Empezaba a pensar que le había causado alguna lesión cerebral al tirarlo al suelo. Su cara cambió en el mismo instante en que dije La Esfera, pasando de la seriedad al enfado.
—Michael… —Me di la vuelta. Daba tanta impresión de frente como a través del espejo; sus ojos marrones oscurecidos hasta el negro y sus labios apretados formando una fina línea.
—Qué…
Me interrumpió.
—¿Cómo has encontrado su nombre?
—Sale en un artículo sobre La Esfera y unos exalumnos de Benn…
—¿Qué más has encontrado? —Parecía más una acusación que una pregunta. Su tono de voz era frío y duro.
No reconocía a este Michael.
—Que… que —hice una pausa, intentando mantener la voz firme—… había muerto en un incendio.
Se levantó y caminó por la habitación dando grandes zancadas.
Retrocedí un paso, rozando la espalda contra el tocador. Me estaba empezando a sentir mal.
Se acercó otra vez a mí y me miró fijamente mientras pronunciaba cada palabra:
—No te metas en estas cosas.
Tragué saliva. Tenía un nudo en la garganta.
—¿Me estás amenazando?
—Te estoy advirtiendo —me respondió, apoyando las manos en el tocador. Tenía los antebrazos pegados a mis hombros. Menos mal que llevaba camiseta en lugar de top; en una situación así, no habría ayudado mucho que nuestras pieles se tocaran.
—Olvídate de Liam Ballard.
—¿Por qué? —pregunté, casi sin aliento, atrapada, inmovilizada por sus ojos y sus brazos.
—Hazme caso y punto —respondió, autoritario, con voz de témpano—. Yo me encargo de La Esfera. Confía en mí.
—Lo siento, jefe —le respondí, notando cómo mi miedo inicial se transformaba en cabreo—. Normalmente no me fío de la gente que dice «confía en mí».

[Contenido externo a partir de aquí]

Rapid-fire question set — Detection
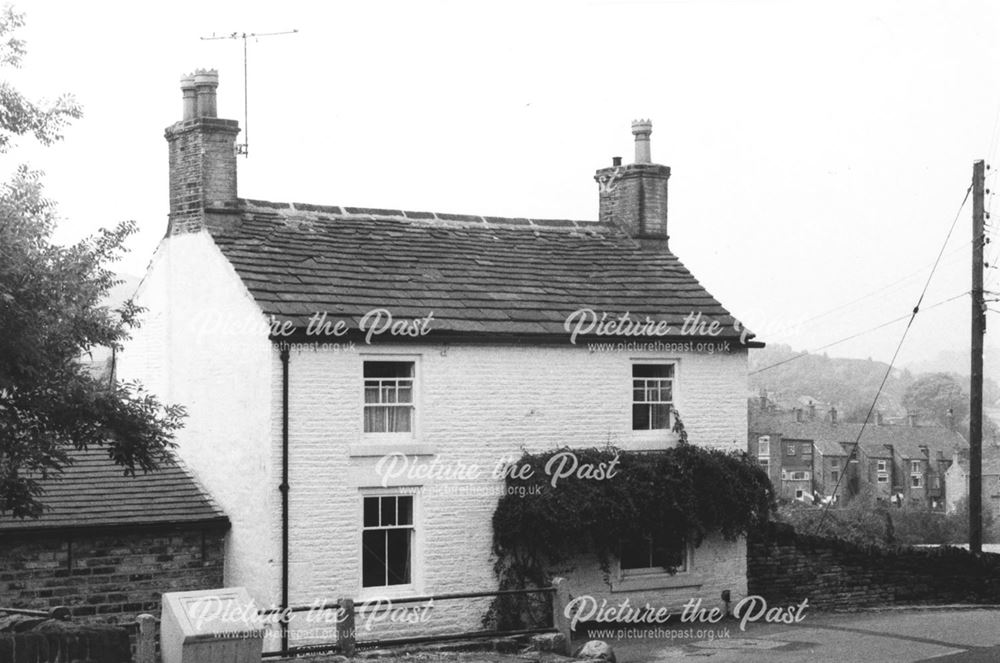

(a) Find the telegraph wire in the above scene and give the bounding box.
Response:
[764,240,968,338]
[813,184,972,535]
[748,290,971,375]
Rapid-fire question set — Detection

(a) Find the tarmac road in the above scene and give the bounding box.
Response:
[584,606,1000,663]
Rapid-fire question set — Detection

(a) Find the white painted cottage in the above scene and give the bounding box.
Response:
[118,71,754,638]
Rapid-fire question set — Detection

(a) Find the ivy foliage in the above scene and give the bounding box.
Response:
[493,441,775,587]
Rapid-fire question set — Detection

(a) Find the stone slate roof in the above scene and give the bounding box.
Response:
[0,448,229,531]
[958,456,1000,477]
[750,413,969,459]
[207,200,752,340]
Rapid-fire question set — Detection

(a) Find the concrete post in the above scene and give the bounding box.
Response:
[135,614,157,663]
[552,578,573,656]
[337,599,355,657]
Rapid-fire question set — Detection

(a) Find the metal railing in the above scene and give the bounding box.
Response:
[259,578,570,658]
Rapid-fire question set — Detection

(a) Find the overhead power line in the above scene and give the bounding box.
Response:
[813,184,972,534]
[749,290,969,375]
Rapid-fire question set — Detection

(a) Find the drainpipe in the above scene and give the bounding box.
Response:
[278,345,288,654]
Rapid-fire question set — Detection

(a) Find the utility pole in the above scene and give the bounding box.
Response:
[201,30,298,157]
[969,160,986,555]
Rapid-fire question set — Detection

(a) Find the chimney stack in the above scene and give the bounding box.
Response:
[632,120,653,163]
[594,120,670,251]
[164,69,240,235]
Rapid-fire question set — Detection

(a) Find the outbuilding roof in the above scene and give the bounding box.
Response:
[0,447,229,531]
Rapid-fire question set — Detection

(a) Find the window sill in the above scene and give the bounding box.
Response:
[355,583,420,606]
[611,571,705,592]
[622,430,679,451]
[347,438,437,458]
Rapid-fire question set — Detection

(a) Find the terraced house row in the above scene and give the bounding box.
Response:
[748,408,968,511]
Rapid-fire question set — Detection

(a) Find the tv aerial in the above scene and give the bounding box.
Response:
[201,30,298,157]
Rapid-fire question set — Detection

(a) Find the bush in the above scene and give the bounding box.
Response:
[778,487,998,547]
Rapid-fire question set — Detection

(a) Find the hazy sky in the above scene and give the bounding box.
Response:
[11,0,1000,370]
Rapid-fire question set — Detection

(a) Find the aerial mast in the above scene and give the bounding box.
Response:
[201,30,298,157]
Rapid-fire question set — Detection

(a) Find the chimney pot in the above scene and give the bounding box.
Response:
[164,69,240,235]
[632,120,653,163]
[194,69,219,117]
[181,74,198,120]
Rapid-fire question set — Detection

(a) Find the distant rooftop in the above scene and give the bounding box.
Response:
[0,447,229,531]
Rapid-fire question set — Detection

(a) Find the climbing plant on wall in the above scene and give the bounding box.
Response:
[484,426,774,628]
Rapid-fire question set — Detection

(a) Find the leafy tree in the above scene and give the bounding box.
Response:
[0,8,184,518]
[903,373,969,426]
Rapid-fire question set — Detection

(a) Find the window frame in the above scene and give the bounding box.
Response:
[757,435,771,458]
[610,540,705,593]
[348,352,436,457]
[625,356,683,451]
[618,537,691,578]
[356,486,423,600]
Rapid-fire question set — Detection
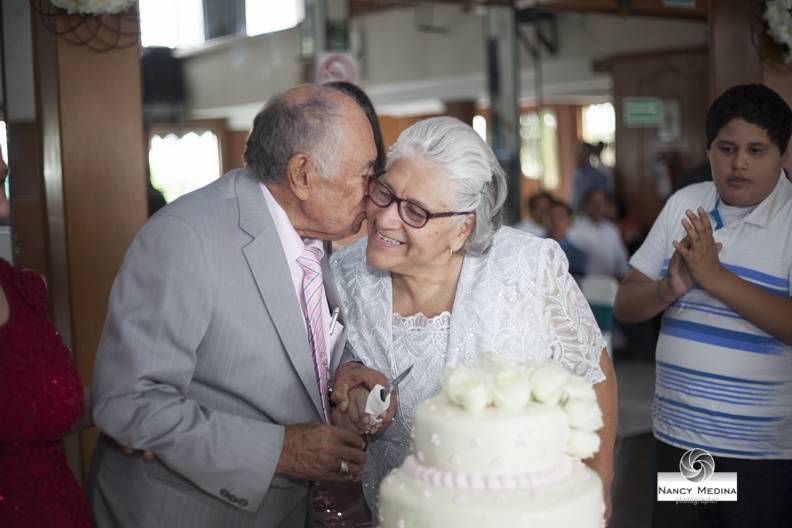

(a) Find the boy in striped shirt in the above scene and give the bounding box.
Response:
[615,85,792,528]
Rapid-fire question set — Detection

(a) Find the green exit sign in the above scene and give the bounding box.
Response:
[623,97,663,127]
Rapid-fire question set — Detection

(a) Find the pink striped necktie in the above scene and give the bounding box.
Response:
[297,240,330,422]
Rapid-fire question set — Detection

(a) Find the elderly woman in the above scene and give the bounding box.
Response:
[331,117,616,511]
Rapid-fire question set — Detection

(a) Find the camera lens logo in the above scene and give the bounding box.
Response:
[679,448,715,482]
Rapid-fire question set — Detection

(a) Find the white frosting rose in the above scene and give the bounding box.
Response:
[566,429,599,459]
[564,400,602,431]
[492,366,531,412]
[531,361,570,405]
[443,366,492,413]
[561,376,597,401]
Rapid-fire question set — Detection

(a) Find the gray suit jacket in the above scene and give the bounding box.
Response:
[89,169,346,528]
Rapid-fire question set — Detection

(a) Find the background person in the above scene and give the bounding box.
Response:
[331,117,617,524]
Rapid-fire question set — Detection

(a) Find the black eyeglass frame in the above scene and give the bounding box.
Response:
[366,172,476,229]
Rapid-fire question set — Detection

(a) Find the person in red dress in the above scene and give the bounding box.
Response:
[0,142,92,528]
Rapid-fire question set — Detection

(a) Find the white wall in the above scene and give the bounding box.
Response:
[0,0,36,121]
[185,5,708,129]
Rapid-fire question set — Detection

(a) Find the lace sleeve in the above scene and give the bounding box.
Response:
[536,240,606,383]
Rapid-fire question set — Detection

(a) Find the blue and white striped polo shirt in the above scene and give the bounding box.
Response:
[630,173,792,459]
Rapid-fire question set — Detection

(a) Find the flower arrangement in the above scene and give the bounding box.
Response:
[764,0,792,66]
[50,0,137,15]
[30,0,140,52]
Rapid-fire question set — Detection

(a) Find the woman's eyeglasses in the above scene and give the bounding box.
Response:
[368,176,474,229]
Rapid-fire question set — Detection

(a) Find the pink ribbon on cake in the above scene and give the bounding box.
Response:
[402,455,572,491]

—Bueno, pues no te queda más remedio.
Michael se mantenía firme, con su rostro cerca del mío. Sus mechones rubios caían sobre unos ojos marrón oscuro. La piel fina, suave, con una sombra de barba que no habría notado si no lo tuviese tan cerca. Me habría gustado la postura de no estar tan rabiosa.
—Emerson… —Parecía más un ruego que una llamada.
—Bien —le solté, con una clara determinación—. Ahora, déjame en paz.
Se apartó y retrocedió, examinando mi rostro. Me preguntaba si estaba notando el pulso en mi cuello. Porque yo sí. Necesitaba pensar con claridad. Cuando lo tenía cerca, me era imposible.
—Por favor, no me malinterpretes… Lo único que quiero es que… —Tocaba el tocador con las puntas de los dedos. Cerró los ojos e intentó decir algo.
Buscando una salida, escapé por debajo de su brazo. Alguna ventaja tenía que tener ser bajita.
—¿Qué es lo que quieres?, ¿meterme miedo?, ¿cabrearme?
—Ninguna de las dos cosas. —Se apartó del tocador y me miró de frente—. Yo…
—Déjalo. —Le corté, antes de que dijera nada—. Con intención o sin, lo has conseguido. Y ahora es mejor que te vayas.
No tenía ganas de que se disculpara. Tenía ganas de que se fuera.
Nuestras miradas se volvieron a cruzar y el aire se llenó de palabras no dichas. Su cara mostraba una extraña mezcla de emociones: en sus labios se dibujaba el enfado y en su gesto, el arrepentimiento.
—¿Alguna cosa más? —le dije, conteniendo la respiración.
Sacudió la cabeza y salió de mi habitación sin añadir ninguna palabra más.
La puerta del apartamento se abrió y se cerró antes de que recobrara la respiración.